[merged] mm-memcg-slab-fix-percpu-slab-vmstats-flushing.patch removed from -mm tree

From: Roman Gushchin <guro@fb.com>

The patch titled
     Subject: mm: memcg/slab: fix percpu slab vmstats flushing
has been removed from the -mm tree.  Its filename was
     mm-memcg-slab-fix-percpu-slab-vmstats-flushing.patch

This patch was dropped because it was merged into mainline or a subsystem tree

------------------------------------------------------
From: Roman Gushchin <guro@fb.com>
Subject: mm: memcg/slab: fix percpu slab vmstats flushing

Currently slab percpu vmstats are flushed twice: during the memcg
offlining and just before freeing the memcg structure.  Each time percpu
counters are summed, added to the atomic counterparts and propagated up by
the cgroup tree.

The second flushing is required due to how recursive vmstats are
implemented: counters are batched in percpu variables on a local level,
and once a percpu value is crossing some predefined threshold, it spills
over to atomic values on the local and each ascendant levels.  It means
that without flushing some numbers cached in percpu variables will be
dropped on floor each time a cgroup is destroyed.  And with uptime the
error on upper levels might become noticeable.
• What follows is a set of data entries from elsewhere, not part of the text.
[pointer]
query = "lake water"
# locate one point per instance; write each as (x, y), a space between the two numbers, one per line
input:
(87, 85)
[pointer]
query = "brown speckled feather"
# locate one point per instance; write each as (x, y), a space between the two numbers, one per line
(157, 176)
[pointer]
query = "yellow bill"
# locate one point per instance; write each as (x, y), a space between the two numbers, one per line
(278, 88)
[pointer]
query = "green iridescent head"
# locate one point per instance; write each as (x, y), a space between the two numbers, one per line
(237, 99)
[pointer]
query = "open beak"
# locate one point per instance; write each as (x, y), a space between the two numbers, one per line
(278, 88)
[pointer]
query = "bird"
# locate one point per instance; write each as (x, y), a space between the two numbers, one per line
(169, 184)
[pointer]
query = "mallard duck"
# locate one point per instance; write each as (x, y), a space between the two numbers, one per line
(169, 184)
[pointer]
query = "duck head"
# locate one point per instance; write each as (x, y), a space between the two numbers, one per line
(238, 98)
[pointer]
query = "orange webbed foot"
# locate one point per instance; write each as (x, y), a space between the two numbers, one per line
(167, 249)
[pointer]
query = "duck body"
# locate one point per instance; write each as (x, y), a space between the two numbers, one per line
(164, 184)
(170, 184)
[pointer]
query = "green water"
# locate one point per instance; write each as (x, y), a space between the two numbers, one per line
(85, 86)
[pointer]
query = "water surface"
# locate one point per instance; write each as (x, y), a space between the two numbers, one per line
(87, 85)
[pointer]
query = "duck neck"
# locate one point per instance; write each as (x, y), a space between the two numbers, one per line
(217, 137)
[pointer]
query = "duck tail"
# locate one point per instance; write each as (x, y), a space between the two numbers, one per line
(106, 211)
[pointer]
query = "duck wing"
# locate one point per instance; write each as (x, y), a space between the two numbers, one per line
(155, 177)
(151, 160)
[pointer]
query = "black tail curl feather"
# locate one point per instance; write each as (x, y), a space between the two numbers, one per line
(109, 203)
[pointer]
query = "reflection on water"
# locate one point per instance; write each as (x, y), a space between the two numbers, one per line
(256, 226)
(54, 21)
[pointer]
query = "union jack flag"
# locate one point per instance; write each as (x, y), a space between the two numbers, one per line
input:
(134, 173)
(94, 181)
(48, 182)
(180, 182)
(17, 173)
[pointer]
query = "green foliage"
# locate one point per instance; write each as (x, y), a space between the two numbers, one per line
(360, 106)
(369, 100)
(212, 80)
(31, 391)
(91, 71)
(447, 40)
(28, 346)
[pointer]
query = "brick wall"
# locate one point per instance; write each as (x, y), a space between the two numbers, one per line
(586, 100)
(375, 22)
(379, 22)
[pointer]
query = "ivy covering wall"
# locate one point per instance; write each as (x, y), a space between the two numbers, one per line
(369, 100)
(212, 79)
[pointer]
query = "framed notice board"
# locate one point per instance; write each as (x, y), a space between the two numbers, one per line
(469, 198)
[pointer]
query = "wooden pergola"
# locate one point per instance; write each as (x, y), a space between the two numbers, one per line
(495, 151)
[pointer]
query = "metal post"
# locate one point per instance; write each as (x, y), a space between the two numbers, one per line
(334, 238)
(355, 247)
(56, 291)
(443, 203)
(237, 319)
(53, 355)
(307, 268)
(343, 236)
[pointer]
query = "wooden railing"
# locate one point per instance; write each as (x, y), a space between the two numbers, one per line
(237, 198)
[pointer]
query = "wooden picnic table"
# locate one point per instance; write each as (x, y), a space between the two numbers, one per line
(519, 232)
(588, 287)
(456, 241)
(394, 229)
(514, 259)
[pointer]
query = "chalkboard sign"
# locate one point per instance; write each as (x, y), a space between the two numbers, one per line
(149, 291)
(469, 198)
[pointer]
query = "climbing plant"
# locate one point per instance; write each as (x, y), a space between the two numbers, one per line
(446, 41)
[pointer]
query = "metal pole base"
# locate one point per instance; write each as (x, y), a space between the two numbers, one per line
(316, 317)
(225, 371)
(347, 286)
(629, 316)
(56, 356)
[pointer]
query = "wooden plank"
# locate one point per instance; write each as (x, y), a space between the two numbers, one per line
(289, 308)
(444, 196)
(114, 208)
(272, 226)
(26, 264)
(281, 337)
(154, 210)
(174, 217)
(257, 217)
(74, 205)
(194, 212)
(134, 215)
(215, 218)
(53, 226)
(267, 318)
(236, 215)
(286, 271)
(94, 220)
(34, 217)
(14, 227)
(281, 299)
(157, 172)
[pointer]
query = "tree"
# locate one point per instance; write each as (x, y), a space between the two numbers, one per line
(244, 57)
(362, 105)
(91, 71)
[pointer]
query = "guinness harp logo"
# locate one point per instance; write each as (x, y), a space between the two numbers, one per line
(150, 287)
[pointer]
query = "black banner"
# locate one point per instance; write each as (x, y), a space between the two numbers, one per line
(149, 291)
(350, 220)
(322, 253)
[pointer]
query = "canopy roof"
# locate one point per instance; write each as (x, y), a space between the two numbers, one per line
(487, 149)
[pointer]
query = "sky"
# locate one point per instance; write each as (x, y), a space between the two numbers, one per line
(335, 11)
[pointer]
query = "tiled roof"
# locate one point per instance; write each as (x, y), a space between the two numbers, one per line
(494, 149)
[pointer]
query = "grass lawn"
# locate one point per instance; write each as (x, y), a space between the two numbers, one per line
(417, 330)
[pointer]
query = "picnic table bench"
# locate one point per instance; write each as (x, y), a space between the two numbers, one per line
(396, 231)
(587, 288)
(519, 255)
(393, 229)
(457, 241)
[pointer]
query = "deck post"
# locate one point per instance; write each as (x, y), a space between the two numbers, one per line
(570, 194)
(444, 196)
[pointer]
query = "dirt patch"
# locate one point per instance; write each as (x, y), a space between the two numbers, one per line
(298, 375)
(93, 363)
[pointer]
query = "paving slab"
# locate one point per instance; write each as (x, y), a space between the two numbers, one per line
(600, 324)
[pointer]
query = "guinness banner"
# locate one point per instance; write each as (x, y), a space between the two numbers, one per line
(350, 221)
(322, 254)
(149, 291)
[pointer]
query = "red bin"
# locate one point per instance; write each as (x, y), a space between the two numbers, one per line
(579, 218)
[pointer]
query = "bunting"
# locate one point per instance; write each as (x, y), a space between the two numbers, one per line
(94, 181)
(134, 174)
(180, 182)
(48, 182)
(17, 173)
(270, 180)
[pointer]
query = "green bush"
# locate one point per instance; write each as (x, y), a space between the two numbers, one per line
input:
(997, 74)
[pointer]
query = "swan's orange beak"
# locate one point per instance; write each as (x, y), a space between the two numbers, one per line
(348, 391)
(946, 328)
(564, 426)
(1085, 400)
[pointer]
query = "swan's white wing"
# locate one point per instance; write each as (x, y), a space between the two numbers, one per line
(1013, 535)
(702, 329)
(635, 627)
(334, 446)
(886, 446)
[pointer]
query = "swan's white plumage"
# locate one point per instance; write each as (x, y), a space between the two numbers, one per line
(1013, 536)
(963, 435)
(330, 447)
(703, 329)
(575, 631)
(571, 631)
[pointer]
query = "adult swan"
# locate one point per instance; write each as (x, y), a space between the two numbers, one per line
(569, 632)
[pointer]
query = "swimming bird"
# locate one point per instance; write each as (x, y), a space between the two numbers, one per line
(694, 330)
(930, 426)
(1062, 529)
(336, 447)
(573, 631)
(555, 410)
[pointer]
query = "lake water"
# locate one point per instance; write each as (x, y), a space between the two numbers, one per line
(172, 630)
The first flushing aims to make counters on ancestor levels more precise. 
Dying cgroups may resume in the dying state for a long time.  After
kmem_cache reparenting which is performed during the offlining slab
counters of the dying cgroup don't have any chances to be updated, because
any slab operations will be performed on the parent level.  It means that
the inaccuracy caused by percpu batching will not decrease up to the final
destruction of the cgroup.  By the original idea flushing slab counters
during the offlining should minimize the visible inaccuracy of slab
counters on the parent level.

The problem is that percpu counters are not zeroed after the first
flushing.  So every cached percpu value is summed twice.  It creates a
small error (up to 32 pages per cpu, but usually less) which accumulates
on parent cgroup level.  After creating and destroying of thousands of
child cgroups, slab counter on parent level can be way off the real value.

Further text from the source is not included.